= Aline Saint-Amand =

Canadian politician

Aline Saint-Amand (born June 16, 1936) is a former Canadian politician in Quebec. She represented Jonquière in the National Assembly of Quebec from 1983 to 1985 as a Liberal.

==Life==
The daughter of William Boily and Lorraine (Irène) Dutil, she was born Aline Boily in Kénogami (now Saguenay, Quebec). She was educated at the convent of the Sisters of Notre-Dame du Bon-Conseil. She worked as a secretary and then as a proof editor for Éditions du Réveil from 1974 to 1983. In 1981 and 1982, she was vice-president of the union for workers at Éditions du Réveil.

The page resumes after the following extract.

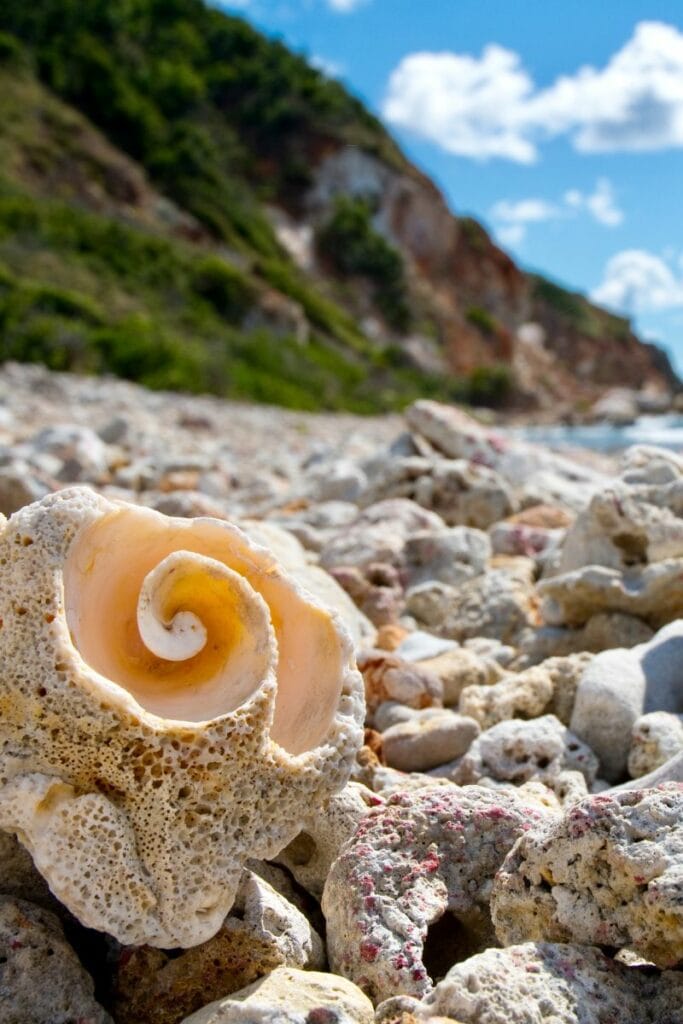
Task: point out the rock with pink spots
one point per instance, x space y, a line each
542 983
426 858
608 872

She was a member of the board of directors for the community legal centre for Saguenay–Lac-Saint-Jean. Saint-Amand was vice-president and president for the Club culturel et humanitaire Châtelaine de Jonquière and was founding president of the Fondation Châtelaine at Jonquière.

She was elected to the Quebec assembly in a by-election held in 1983 but was defeated when she ran for reelection in 1985 and 1989. She worked as an advisor in the offices of various Quebec cabinet ministers from 1986 to 1992. She was assistant chair for the Quebec Commission des normes du travail from 1993 until she retired in 1998.

From 1998 to 2002, she served on the board of directors for the Orchestre Symphonique de Québec. In 2003, she became a member of the board of directors for the Orchestre Symphonique du Saguenay-Lac-Saint-Jean, becoming assistant chair in 2004.

She married Ghislain Saint-Amand; he died in 2005.